Ukrainian President Volodymyr Zelensky said that “more than 60 museums and galleries in different regions of our country have also been destroyed or damaged by the occupiers” since the invasion began.
He said two women were killed in a Russian attack using S-300 missiles on the Kupyansk museum in the Kharkiv region. The town is about 10 kilometers from the front lines.
He also said that a church was destroyed by a Russian strike in the southern Kherson region. “This church became one of hundreds of churches and prayer houses destroyed by Russian strikes,” he said.
Zelensky alleged that Russian forces had broken into the house of a Tatar activist, Abduresheet Dzhepparov, in Crimea. “He is one of the representatives of the Crimean Tatar national movement, a human rights activist, a citizen of Ukraine. It is unknown where he is now, what is happening to him.”

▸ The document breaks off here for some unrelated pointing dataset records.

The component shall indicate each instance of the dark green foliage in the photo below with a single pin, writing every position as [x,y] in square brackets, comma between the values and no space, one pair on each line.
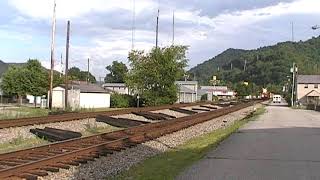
[76,74]
[118,72]
[122,101]
[153,74]
[265,67]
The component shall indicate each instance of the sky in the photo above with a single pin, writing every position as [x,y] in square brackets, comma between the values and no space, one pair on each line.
[101,30]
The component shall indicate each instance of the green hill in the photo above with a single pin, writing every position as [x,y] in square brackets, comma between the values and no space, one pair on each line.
[264,66]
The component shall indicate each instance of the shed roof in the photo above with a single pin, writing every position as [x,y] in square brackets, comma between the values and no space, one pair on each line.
[114,85]
[313,93]
[308,79]
[87,88]
[185,89]
[187,82]
[214,88]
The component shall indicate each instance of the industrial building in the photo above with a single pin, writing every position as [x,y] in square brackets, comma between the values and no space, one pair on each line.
[81,95]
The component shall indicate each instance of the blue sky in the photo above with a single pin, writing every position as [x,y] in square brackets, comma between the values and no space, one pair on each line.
[101,29]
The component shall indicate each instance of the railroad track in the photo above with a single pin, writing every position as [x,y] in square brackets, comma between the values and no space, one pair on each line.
[76,116]
[31,163]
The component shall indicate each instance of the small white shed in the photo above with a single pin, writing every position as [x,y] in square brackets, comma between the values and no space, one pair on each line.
[81,95]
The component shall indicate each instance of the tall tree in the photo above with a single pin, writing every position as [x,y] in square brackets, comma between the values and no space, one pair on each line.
[118,72]
[153,74]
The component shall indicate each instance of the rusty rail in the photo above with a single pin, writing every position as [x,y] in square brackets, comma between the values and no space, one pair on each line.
[31,163]
[76,116]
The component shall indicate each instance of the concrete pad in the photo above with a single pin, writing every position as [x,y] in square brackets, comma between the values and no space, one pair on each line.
[282,144]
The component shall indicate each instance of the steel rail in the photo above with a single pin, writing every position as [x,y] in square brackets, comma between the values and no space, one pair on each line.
[84,149]
[7,123]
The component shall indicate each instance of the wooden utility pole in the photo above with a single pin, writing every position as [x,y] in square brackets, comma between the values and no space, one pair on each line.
[133,23]
[173,28]
[88,75]
[157,29]
[52,54]
[66,80]
[245,65]
[292,32]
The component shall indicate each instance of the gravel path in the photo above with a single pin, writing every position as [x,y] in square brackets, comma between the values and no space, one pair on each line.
[113,164]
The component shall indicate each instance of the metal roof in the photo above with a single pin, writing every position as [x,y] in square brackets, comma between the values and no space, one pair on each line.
[215,88]
[187,82]
[308,79]
[114,85]
[185,89]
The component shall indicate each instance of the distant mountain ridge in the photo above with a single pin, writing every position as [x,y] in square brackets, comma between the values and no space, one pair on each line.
[262,66]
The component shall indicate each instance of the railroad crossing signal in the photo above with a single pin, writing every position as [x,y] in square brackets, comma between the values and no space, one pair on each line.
[214,80]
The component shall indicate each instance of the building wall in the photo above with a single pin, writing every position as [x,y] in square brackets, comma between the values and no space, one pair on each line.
[186,97]
[57,97]
[94,100]
[302,91]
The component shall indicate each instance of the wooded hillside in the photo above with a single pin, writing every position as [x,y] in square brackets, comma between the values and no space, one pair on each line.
[264,66]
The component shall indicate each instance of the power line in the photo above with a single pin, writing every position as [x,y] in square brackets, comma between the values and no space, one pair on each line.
[173,30]
[133,23]
[67,64]
[52,53]
[157,29]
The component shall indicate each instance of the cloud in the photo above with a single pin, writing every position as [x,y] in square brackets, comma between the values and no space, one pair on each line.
[101,30]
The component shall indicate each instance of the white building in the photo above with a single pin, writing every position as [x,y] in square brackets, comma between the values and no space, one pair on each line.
[187,91]
[119,88]
[81,95]
[218,91]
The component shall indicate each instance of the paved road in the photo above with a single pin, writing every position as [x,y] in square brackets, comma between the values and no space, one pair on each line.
[283,144]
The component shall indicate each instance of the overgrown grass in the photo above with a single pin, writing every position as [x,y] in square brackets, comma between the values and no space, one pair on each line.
[169,164]
[22,112]
[20,143]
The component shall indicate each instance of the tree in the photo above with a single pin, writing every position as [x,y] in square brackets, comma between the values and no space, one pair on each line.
[15,82]
[30,79]
[78,75]
[153,74]
[118,72]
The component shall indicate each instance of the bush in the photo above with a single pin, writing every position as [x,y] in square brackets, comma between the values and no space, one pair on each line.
[122,101]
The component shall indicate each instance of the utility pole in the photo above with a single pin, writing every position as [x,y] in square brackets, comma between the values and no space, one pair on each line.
[292,32]
[294,71]
[133,23]
[61,65]
[157,29]
[67,64]
[245,65]
[173,24]
[88,75]
[52,54]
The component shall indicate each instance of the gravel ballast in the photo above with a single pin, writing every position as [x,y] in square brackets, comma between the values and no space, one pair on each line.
[119,161]
[9,134]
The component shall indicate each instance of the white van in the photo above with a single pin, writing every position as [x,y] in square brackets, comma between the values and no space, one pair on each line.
[276,99]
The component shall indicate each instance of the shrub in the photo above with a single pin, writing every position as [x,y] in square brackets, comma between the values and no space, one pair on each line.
[122,101]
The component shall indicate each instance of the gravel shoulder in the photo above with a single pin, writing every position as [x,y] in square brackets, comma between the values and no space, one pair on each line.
[111,165]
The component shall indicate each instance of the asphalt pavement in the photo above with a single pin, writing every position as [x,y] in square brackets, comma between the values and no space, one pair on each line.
[283,143]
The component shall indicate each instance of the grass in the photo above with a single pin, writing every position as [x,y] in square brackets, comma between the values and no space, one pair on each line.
[169,164]
[20,143]
[22,112]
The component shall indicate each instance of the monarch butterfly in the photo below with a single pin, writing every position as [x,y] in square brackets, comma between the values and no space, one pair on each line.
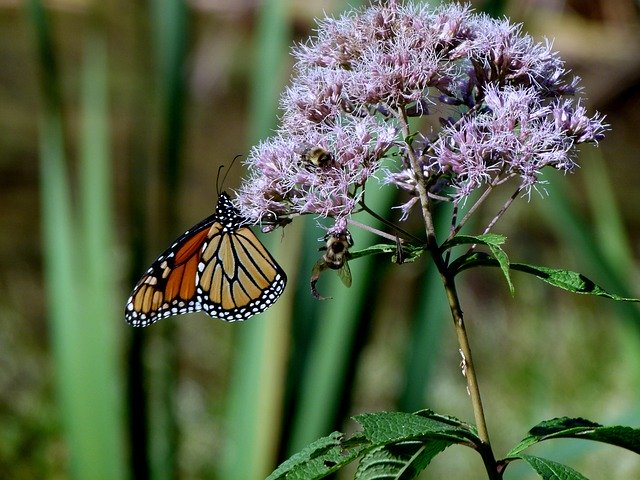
[217,266]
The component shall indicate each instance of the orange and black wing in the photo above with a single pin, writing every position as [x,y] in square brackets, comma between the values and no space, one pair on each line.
[237,277]
[219,266]
[169,286]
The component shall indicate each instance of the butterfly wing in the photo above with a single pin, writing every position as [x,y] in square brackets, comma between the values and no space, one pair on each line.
[168,287]
[218,266]
[237,277]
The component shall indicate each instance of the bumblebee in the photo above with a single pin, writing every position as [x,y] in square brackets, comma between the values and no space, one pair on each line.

Russian Foreign Minister Sergey Lavrov avoided directly answering a question about a possible prisoner swap for Americans Paul Whelan and Evan Gershkovich, instead mentioning several Russian nationals who are currently being held in US prisons.
"We have approximately 60 people who are serving sentences here. And in most cases, the accusations are dubious," Lavrov said.

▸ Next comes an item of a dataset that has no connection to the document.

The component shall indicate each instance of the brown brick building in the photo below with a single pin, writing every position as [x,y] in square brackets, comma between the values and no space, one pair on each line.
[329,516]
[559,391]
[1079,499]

"They didn't deign to comply with the requirements of the bilateral consular convention, under which if they have any suspicions about Russian citizens, then they need to be not abducted like it's done in Hollywood films, but they need to turn to the Russian Federation and they need to lay out their concerns," Lavrov said.
Some background on the two cases: Wall Street Journal reporter Gershkovich was arrested in March and faces up to 20 years in prison on espionage charges, which the newspaper vehemently denies. Whelan, a former Marine who is a US, Irish, British and Canadian citizen, was detained at a Moscow hotel in December 2018 by Russian authorities who alleged he was involved in an intelligence operation. He was convicted and sentenced in June 2020 to 16 years in prison.

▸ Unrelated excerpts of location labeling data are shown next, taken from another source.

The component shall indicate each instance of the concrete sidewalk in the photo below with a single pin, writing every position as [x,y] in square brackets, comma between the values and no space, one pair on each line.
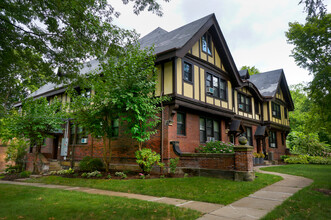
[254,206]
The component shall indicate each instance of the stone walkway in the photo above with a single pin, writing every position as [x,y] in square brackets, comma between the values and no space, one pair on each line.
[254,206]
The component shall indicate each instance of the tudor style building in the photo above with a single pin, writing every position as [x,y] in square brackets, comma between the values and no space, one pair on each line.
[211,100]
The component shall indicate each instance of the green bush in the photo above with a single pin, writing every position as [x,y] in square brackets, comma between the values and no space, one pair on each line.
[90,164]
[319,160]
[173,165]
[25,174]
[146,158]
[219,147]
[301,159]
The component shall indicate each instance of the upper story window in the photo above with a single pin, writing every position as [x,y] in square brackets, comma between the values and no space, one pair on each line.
[209,130]
[275,110]
[244,103]
[248,135]
[272,139]
[206,43]
[257,109]
[81,136]
[188,72]
[181,125]
[115,127]
[216,86]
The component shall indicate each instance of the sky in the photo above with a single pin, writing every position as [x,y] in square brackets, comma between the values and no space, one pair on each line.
[253,29]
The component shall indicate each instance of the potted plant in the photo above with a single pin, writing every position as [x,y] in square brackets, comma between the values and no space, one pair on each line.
[255,158]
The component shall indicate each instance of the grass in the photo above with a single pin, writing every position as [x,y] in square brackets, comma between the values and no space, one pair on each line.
[23,202]
[204,189]
[307,203]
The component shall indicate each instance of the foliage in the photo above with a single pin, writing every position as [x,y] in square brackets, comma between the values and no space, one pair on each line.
[301,159]
[195,188]
[219,147]
[146,158]
[251,70]
[301,143]
[16,153]
[173,164]
[39,36]
[121,174]
[25,174]
[90,164]
[312,51]
[63,172]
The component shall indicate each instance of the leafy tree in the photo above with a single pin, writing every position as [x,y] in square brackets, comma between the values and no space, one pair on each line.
[251,70]
[40,36]
[36,120]
[312,51]
[124,89]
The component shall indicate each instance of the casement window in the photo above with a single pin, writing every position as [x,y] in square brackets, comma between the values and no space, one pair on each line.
[257,109]
[209,130]
[215,86]
[188,73]
[206,43]
[244,103]
[248,135]
[272,139]
[115,127]
[81,137]
[275,110]
[181,121]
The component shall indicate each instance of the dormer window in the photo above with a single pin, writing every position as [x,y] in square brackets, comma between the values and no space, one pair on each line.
[206,43]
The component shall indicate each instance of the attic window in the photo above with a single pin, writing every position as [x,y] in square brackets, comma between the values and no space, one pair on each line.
[206,43]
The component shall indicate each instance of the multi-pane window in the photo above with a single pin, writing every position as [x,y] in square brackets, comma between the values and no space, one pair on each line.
[249,136]
[275,110]
[244,103]
[115,127]
[188,72]
[81,137]
[209,130]
[206,43]
[257,109]
[215,86]
[181,124]
[272,139]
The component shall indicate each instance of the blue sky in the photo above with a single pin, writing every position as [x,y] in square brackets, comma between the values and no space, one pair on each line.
[253,29]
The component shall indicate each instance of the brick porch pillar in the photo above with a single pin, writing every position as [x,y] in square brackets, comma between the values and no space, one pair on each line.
[243,161]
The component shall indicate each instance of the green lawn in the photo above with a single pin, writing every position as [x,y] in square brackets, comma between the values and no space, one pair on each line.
[23,202]
[307,203]
[204,189]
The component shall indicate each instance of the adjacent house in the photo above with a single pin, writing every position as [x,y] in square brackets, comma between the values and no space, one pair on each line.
[210,100]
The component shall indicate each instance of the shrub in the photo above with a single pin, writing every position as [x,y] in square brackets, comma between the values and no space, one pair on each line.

The US State Department has designated both Gershkovich and Whelan as wrongfully detained, which Lavrov again said that Russia rejected.
"In the Russian Federation, there are several American citizens who are serving sentences for various crimes," Lavrov said. "I refer to Paul Whelan and Evan Gershkovich. They were detained when they were committing a crime: receiving material that was a state secret. And the vociferous, pathos-laced statements about journalists by definition not being able to commit crimes is something which we reject."
Lavrov added he believes those cases should be dealt with privately.
"The channel for the discussion of these matters exists. This is work that is not public in nature, and publicity here will only complicate the process for reasons which are understandable and there's no need to tell you professionals about why," Lavrov said.
Lavrov is in New York for the meeting of the UN Security Council, as Russia currently holds the rotating presidency of the council.
Russia may end its self-declared moratorium on the deployment of its ground-based intermediate and shorter-range missiles, according to Vladimir Ermakov, the Russian foreign ministry's head of nuclear nonproliferation.
Ermakov told state-owned media agency TASS in an interview on Tuesday that Russia will only continue to adhere to its moratorium depending on the range of US missiles deployed, their characteristics and their ability to reach the Asia-Pacific region.
“In particular, the readiness of Russia to continue adhering to the unilateral moratorium on the deployment of ground-based medium-range and shorter-range missiles in certain regions will fundamentally depend on the specific parameters of [US] missiles’ range,” Ermakov said.
"But even now we can say with confidence that the destabilizing military programs of the United States and its allies are making our moratorium more and more fragile, both in the Asia-Pacific region and in Europe," he said.
Some background: The United States withdrew from the Intermediate-Range Nuclear Forces treaty with Russia in 2019.
The agreement, signed in 1987 by US President Ronald Reagan and Soviet General Secretary Mikhail Gorbachev, limited both nations from fielding both "short range" and "intermediate range" land-based ballistic missiles, cruise missiles and missile launchers that could be used to carry either nuclear or conventional payloads.
Then-US Defense Secretary Mark Esper said the 2019 withdrawal was "a direct result of Russia's sustained and repeated violations of the treaty over many years and multiple presidential administrations."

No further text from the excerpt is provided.